The next day the "Evening Lantern" contained this editorial article: —

"The absurd fiasco regarding the accounts of Mr. Molyneux, which has occupied the correspondents of the periodical press for some days, and has even been adverted to in New York journals claiming the title of metropolitan, came to a fit end at the Capitol yesterday. The wiseacre owls who started it did not see fit to put in an appearance before the committee. Mr. Molyneux himself sent to the Chairman a most interesting volume of manuscript, which is, indeed, a valuable historical memorial of times that tried men's souls. The committee and other gentlemen present examined this curious record with great interest. Not to speak of the minor details, an autograph letter of the lamented Gen. Trebou gives full credit to the Bureau of Internal Improvement for the skill with which they executed the commission given them in a department quite out of their line. Our brethren of the `Argus' will be pleased to know that every grain of oats and every spear of straw paid for by, the now famous $47,000, are accounted for in detail. The authenticated signatures of the somewhat celebrated Camara and Gazza and the mythical Captain Cole appear.

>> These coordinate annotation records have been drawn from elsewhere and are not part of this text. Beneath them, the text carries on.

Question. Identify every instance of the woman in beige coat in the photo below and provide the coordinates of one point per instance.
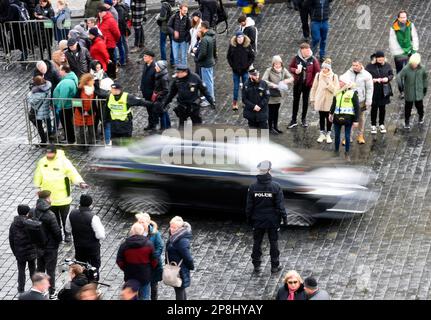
(325, 87)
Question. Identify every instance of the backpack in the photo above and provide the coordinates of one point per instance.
(35, 230)
(222, 16)
(23, 12)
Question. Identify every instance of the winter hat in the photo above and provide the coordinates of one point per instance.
(85, 200)
(94, 31)
(23, 209)
(415, 58)
(310, 283)
(161, 64)
(277, 59)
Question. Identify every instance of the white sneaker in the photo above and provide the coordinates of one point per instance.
(321, 138)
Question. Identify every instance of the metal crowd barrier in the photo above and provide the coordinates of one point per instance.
(24, 42)
(62, 125)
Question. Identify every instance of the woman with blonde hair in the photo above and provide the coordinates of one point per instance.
(323, 91)
(151, 231)
(293, 287)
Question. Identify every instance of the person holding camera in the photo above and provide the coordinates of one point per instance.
(264, 211)
(87, 231)
(78, 279)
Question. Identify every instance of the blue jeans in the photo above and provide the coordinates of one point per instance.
(319, 34)
(165, 121)
(180, 48)
(236, 80)
(144, 291)
(347, 132)
(107, 127)
(163, 37)
(208, 79)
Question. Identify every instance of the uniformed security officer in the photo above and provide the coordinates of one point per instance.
(264, 211)
(189, 88)
(255, 96)
(118, 106)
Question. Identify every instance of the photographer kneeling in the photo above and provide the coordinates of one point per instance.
(77, 280)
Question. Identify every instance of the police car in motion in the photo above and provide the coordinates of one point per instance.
(160, 173)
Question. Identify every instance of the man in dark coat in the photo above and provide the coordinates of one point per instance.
(78, 57)
(47, 255)
(264, 211)
(147, 86)
(22, 247)
(87, 231)
(135, 258)
(255, 96)
(39, 288)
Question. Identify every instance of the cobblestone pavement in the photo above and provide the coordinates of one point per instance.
(383, 254)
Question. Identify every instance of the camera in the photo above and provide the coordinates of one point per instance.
(90, 272)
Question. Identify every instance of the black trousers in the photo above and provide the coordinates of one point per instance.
(409, 106)
(88, 254)
(66, 119)
(324, 119)
(298, 90)
(47, 262)
(258, 234)
(382, 111)
(180, 294)
(21, 272)
(273, 115)
(304, 13)
(61, 213)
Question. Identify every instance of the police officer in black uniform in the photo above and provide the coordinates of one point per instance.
(264, 211)
(189, 88)
(255, 96)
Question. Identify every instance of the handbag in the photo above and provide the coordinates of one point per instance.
(171, 273)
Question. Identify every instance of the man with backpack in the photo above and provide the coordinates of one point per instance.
(46, 236)
(167, 9)
(22, 247)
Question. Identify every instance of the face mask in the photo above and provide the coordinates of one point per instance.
(88, 90)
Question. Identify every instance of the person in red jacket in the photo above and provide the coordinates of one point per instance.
(111, 32)
(98, 50)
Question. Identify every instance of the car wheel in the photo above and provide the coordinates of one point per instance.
(153, 202)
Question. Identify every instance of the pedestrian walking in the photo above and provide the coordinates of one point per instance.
(178, 251)
(147, 86)
(55, 172)
(382, 74)
(207, 57)
(304, 67)
(39, 288)
(151, 231)
(189, 88)
(87, 231)
(319, 12)
(240, 57)
(255, 96)
(118, 111)
(135, 258)
(364, 86)
(313, 292)
(292, 288)
(344, 112)
(179, 26)
(47, 252)
(413, 79)
(325, 87)
(277, 77)
(403, 42)
(264, 212)
(22, 247)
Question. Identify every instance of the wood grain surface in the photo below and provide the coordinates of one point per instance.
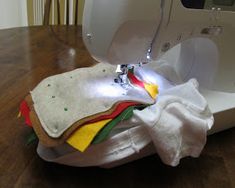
(27, 55)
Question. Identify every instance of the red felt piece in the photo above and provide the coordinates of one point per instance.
(25, 110)
(134, 80)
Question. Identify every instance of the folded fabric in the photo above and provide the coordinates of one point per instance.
(178, 122)
(176, 125)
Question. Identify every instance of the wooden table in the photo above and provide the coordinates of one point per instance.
(27, 55)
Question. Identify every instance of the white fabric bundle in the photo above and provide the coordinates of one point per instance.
(175, 127)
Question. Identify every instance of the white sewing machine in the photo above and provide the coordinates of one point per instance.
(197, 43)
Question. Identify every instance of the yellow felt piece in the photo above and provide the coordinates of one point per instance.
(152, 89)
(82, 138)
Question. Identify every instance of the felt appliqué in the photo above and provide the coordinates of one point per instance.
(82, 137)
(25, 111)
(152, 89)
(103, 134)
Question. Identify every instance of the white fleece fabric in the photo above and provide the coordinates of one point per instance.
(175, 127)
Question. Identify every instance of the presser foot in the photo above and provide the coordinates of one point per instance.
(122, 77)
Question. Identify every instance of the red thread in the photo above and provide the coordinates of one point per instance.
(134, 80)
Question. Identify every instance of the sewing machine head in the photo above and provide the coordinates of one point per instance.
(136, 31)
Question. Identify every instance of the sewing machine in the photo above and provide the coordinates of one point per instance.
(197, 42)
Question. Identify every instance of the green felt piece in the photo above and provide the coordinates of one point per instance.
(103, 134)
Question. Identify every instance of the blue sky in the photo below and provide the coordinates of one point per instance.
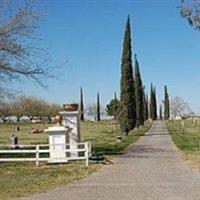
(89, 35)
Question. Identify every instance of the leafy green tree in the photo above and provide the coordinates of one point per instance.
(98, 108)
(81, 104)
(138, 95)
(191, 12)
(166, 104)
(127, 115)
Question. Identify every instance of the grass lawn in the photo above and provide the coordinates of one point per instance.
(186, 138)
(21, 179)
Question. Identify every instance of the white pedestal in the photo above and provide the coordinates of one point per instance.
(72, 122)
(58, 137)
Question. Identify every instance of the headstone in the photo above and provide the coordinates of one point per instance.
(58, 137)
(14, 141)
(71, 120)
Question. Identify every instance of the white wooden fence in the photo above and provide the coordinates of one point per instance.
(37, 150)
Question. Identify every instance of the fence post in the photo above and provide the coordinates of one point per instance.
(86, 154)
(37, 155)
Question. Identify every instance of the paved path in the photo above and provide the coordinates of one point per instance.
(151, 170)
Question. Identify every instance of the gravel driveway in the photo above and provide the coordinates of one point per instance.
(151, 169)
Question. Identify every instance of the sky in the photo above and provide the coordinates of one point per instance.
(88, 34)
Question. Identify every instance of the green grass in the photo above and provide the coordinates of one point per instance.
(187, 138)
(21, 179)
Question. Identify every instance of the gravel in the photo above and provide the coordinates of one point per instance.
(151, 169)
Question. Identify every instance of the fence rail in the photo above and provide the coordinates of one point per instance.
(37, 151)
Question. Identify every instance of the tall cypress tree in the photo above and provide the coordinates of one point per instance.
(138, 95)
(144, 105)
(166, 104)
(153, 103)
(160, 113)
(81, 104)
(98, 108)
(147, 106)
(127, 115)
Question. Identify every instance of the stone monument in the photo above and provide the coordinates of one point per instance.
(71, 120)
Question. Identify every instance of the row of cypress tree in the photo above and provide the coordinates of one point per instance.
(133, 100)
(98, 110)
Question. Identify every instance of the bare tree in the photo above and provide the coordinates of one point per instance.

Very valuable letters, throwing interesting light on our relations with the Government of Mexico, from the pens of the lamented Adams and Prigg, show what were the services of those Spanish turncoats and their allies.

"We cannot say that we regret the attention which has thus been given to a very important piece of history, too long neglected in the rush of more petty affairs.


238

We take the occasion, however, to enter our protest once more against this preposterous system of `Resolutions,' in which, as it were in echo to every niaiserie of every hired pen in the country, the House degrades itself to the work of the common scavenger, orders at immense expense an investigation into some subject where all well informed persons are fully advised, and at a cost of the national treasure, etc., etc., etc. to the end of that chapter.'"

But I fear no one at the Molyneux mansion had "the lantern." They had "found a man," and did not need a lantern to look farther.

It was as Mr. Molyneux had said: he had cast his Bread upon the Waters, and he had found it after many days.